From a neurobiological perspective, several studies have identified structural and functional abnormalities in brain areas related to language processing in individuals with dyslexia, such as the angular gyrus and inferior frontal gyrus, which are involved in phonological decoding and information integration (
Mascheretti et al., 2017). These neuroanatomical alterations may explain why children with dyslexia struggle with tasks requiring manipulation and recognition of speech sounds, affecting their reading and writing abilities.

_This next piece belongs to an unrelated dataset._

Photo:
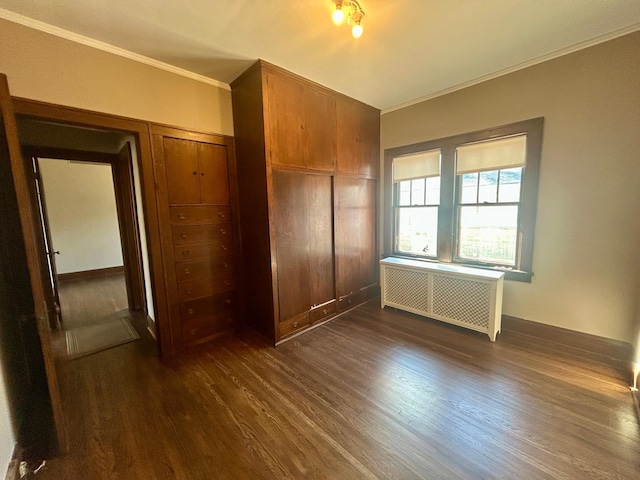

Finally, the epigenetic approach highlights how genetic and environmental factors interact to influence the expression of dyslexia, emphasizing that while there is a genetic predisposition, factors such as the quality of the educational environment and family support can modulate the severity and manifestation of symptoms. This is key to understanding why some children with dyslexia respond better to educational and therapeutic interventions, while others face persistent difficulties (
López-Resa & Moraleda-Sepúlveda, 2023). Therefore, adopting a holistic approach to dyslexia treatment, integrating educational interventions with emotional and family support, is essential.